I'm waiting for some parts in the mail for my next post, and as you guessed, they haven't turned up yet. I only had a day or two to come up with an article, so I was happy when my father came to me with his digital callipers that weren't working. He'd left a battery in them too long and it had leaked, causing so much corrosion that one of the terminals had broken off. He wanted to know if I could repair them. While fixing them I thought I'd take the chance to document the tear down and find out how they work.
As usual, getting to the insides required me to remove a sticker on the back to get at the four screws holding the case together. What I found inside had me perplexed, there was no mechanical connection between the circuitry and the slide mechanism, I had expected something like a rack and pinion gear and some sort of rotary encoder. The PCB had a series of tracks on it that indicated some sort of capacitive sensing but I still wasn't sure.
As I mentioned before, there are a series of parallel tracks on the PCB that indicate a capacitive sensing system. From the vias it appears that every forth one is connected, when you see the other side of the PCB it will become clear that every eighth track is connected. It was still unclear how everything worked though.
|Calliper PCB back|
After a bit of Googling I found a description of how this type of digital calliper works. It's from the Anyi Instrument company in China and I'm going to place a screen capture of it below in case it disappears from their site in the future.
It's simple in concept but complicated in the details. Underneath the ruler markings is another concealed circuit board. It's comprised of a series of conductive fingers that interact with the traces on the PCB to form a variable capacitor that changes as the two surface move over each other. How that's converted to a measurement of length is more complicated.
|Explanation of capacitive sensing system|
Someone has done the hard work of probing the exciters on the main PCB for me. This site about DROs (Digital Read-Outs) by Nick Müller is an excellent resource. Below is an image of what was captured. For all money it looks like a 8 phase PWM signal. From what I can tell, by measuring how well each of these signals is capacitively coupled to the grounded frame, the ic can then use signal processing to sense its position. It is not an absolute sensor, it's relative, this means it needs to be zeroed before each use, but can detect small amounts of motion once calibrated. For those of you more enthusiastic, I've found a patent from the late 80's that describes the system.
Anyway onto fixing the thing. Removing a few more screws freed the PCB from its enclosure.
|Calliper PCB front|
Removing the corrosion from the battery contact was easy with small file. The board was then cleaned with some flux and a cotton bud and the contact re-tinned.
|Corroded battery terminal|
The top of the board is relatively bare. There's a chip on board, a crystal, a battery holder, the exciter traces that connect to the tracks on the other side of the board, there is also the pad where the LCD zebra connector contacts the board.
|Calliper PCB top|
Conveniently there's also a port on the side that allows other devices to read the measurement data.

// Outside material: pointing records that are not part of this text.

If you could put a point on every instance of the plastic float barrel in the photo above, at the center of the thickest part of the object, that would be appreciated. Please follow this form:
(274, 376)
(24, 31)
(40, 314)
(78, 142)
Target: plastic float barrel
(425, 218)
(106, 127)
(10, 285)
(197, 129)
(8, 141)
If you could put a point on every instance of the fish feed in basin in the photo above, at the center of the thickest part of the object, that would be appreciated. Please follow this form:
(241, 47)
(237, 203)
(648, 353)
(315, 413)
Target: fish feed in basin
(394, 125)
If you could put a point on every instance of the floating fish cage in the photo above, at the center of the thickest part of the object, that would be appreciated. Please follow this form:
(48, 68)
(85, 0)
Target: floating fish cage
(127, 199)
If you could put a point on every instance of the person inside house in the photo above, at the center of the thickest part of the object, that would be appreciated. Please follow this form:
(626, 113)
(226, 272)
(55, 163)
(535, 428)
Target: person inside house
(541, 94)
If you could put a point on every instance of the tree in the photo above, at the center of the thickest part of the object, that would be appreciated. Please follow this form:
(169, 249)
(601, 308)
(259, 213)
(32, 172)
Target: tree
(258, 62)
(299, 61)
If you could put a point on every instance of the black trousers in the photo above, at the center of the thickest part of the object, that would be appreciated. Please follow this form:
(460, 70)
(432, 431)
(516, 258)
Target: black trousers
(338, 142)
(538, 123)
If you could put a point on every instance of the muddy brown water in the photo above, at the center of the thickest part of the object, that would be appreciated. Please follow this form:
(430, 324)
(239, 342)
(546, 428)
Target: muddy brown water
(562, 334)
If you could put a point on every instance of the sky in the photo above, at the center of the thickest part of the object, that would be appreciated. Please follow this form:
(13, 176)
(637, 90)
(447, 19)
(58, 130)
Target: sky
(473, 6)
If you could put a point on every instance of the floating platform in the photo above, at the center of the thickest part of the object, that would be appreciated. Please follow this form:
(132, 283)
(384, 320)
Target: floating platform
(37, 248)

I didn't probe it, but it's well documented and rather easy to read. The writer of Robocombo has done a great job of documenting the protocol. I'll paraphase their work. There's a ground, clock, data, and a 1.5 Volt line. 8 times a second the data is transmitted. The measurement is transmitted as an integer that is 100 times the measurement in a 24 bit block with data being read on high to low transitions of the clock signal. The first bit is a start bit, the 21st bit is a sign bit, and the last three bits appear to be unused. There is also a description of the protocol on the blog yuriystoys that indicates that the 24th bit is a flag for mm/inch mode. In the inch mode it appears to send the data as how many 2 thousandths of an inch are in the reading.
|Calliper data port|
After I reassembled the callipers I found the part of the battery holder that had snapped off. It wasn't too hard to solder it back in place. It was higher than the original design and wasn't as springy. This was overcome by using a slightly thinner 1.5 Volt battery of the same diameter and a bit of folded cardboard above it to keep the battery in firm contact with the terminal below.
|Calliper battery compartment|
There you have it, a functioning set of callipers again.